No artigo, os pesquisadores propõem um conjunto de unidades uniformizadas para experimentos de calorimetria indireta, que mede as calorias gastas pelo organismo.

As novas unidades incluem: consumo de oxigênio e produção de dióxido de carbono medidos em mililitros (ml) por hora; gasto energético em quilocalorias (kcal/h); ingestão energética em kcal/h; ingestão de água em ml/h; medidores de atividade física em metros e razão de troca respiratória.

A maior parte dos estudos sobre gasto energético é conduzida em laboratórios com roedores, utilizando uma câmara respirométrica. Este equipamento, completamente selado, mede constantemente o oxigênio e o dióxido de carbono, além de monitorar a temperatura do corpo do roedor e sua movimentação. O custo médio de uma câmara para um camundongo é de cerca de US$ 30 mil, e os laboratórios geralmente possuem entre 10 e 12 unidades.
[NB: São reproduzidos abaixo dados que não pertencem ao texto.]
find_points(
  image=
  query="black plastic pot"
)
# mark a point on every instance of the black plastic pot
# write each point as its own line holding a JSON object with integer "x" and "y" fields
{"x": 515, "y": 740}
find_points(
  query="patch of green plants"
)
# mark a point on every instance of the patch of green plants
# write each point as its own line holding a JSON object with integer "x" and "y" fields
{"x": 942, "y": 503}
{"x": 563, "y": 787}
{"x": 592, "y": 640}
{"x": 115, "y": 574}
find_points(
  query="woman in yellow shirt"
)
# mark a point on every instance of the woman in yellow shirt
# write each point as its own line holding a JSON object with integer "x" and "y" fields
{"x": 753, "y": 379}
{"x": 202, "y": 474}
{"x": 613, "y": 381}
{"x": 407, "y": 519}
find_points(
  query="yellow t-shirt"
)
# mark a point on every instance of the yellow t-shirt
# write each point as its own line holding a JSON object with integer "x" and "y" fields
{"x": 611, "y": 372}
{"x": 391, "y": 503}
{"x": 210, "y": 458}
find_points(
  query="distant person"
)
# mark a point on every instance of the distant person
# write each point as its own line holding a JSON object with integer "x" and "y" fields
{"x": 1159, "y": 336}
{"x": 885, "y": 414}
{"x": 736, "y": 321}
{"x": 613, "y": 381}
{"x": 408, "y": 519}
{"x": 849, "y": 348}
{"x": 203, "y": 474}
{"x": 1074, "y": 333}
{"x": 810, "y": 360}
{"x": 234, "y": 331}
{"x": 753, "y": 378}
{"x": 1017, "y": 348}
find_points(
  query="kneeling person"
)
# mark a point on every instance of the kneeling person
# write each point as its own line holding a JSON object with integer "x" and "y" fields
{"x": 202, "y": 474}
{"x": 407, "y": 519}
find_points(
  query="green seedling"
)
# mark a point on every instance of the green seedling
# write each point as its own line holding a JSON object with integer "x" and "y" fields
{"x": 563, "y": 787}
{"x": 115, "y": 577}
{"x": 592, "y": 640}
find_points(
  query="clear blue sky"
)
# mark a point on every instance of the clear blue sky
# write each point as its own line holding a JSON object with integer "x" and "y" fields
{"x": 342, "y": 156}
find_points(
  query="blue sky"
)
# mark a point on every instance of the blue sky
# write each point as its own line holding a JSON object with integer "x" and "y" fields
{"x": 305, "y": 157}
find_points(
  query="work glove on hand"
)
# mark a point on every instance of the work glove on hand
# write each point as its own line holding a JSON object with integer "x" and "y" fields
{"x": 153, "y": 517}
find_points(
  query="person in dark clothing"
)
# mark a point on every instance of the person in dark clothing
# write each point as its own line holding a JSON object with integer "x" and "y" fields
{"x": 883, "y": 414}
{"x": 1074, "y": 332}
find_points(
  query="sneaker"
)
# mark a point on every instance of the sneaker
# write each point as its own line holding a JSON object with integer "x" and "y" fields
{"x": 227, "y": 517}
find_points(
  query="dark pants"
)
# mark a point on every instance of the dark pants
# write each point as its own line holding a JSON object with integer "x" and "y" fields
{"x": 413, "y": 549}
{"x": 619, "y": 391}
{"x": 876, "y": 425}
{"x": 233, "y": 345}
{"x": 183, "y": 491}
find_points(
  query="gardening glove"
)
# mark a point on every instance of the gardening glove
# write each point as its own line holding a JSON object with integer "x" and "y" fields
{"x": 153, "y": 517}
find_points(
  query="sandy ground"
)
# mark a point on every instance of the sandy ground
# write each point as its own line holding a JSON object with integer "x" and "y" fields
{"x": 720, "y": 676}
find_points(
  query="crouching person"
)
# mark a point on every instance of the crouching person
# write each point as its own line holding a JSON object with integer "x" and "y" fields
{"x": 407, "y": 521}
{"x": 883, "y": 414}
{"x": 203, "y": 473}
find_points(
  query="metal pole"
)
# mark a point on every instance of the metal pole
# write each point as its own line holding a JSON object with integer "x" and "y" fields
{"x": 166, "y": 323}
Câmaras respirométricas do laboratório do professor José Donato Junior, utilizadas em estudos com roedores. Foto: Laboratório de Neuroendocrinologia e Metabolismo/USP

“Essa iniciativa tão aguardada pode melhorar significativamente a precisão e profundidade nas investigações do metabolismo de mamíferos, possibilitando a descoberta de efeitos sutis, mas fisiologicamente relevantes, que estudos individuais frequentemente não conseguem captar”, afirma o grupo liderado por Alex Banks, presidente do Comitê Internacional de Consenso de Calorimetria Indireta e diretor do Centro de Balanço Energético do Beth Israel Deaconess Medical Center (BIDMC) da Harvard Medical School.

José Donato Junior, professor do Instituto de Ciências Biomédicas da Universidade de São Paulo (ICB-USP) e coautor do artigo, ressalta que a falta de padronização pode gerar inconsistências na literatura científica, levando a conclusões divergentes em diferentes estudos devido às variadas formas de análise de dados.

“Cada pesquisador apresentava os dados de maneiras distintas principalmente por causa da forma como os equipamentos forneciam as informações. Assim, o objetivo desta publicação foi reunir um consórcio internacional robusto para propor novos padrões”, explica Donato Junior, que também é membro do OCRC e coordena um laboratório de neuroendocrinologia e metabolismo na USP, um dos poucos no Brasil com câmara respirométrica.

Os pesquisadores citam como exemplo dos problemas causados pela falta de padronização o caso dos genes humanos ALK7/Acvr1c e Activin E/Inhbe, que estão relacionados a alterações na composição corporal. Variações genéticas nesses genes estão ligadas a diferenças na razão cintura-quadril e ao desenvolvimento de diabetes tipo 2. Em camundongos, a remoção de um dos genes Acvr1c, Inhbe ou Gdf3 altera o peso corporal, mas a causa dessa obesidade e se é compartilhada entre os modelos permanece incerta devido aos diferentes métodos de análise.

Com a publicação do artigo, os pesquisadores buscam promover essas normas nas principais revistas científicas voltadas ao metabolismo para que sejam adotadas como padrão na avaliação de artigos para publicação, além de disseminá-las em congressos e eventos da área.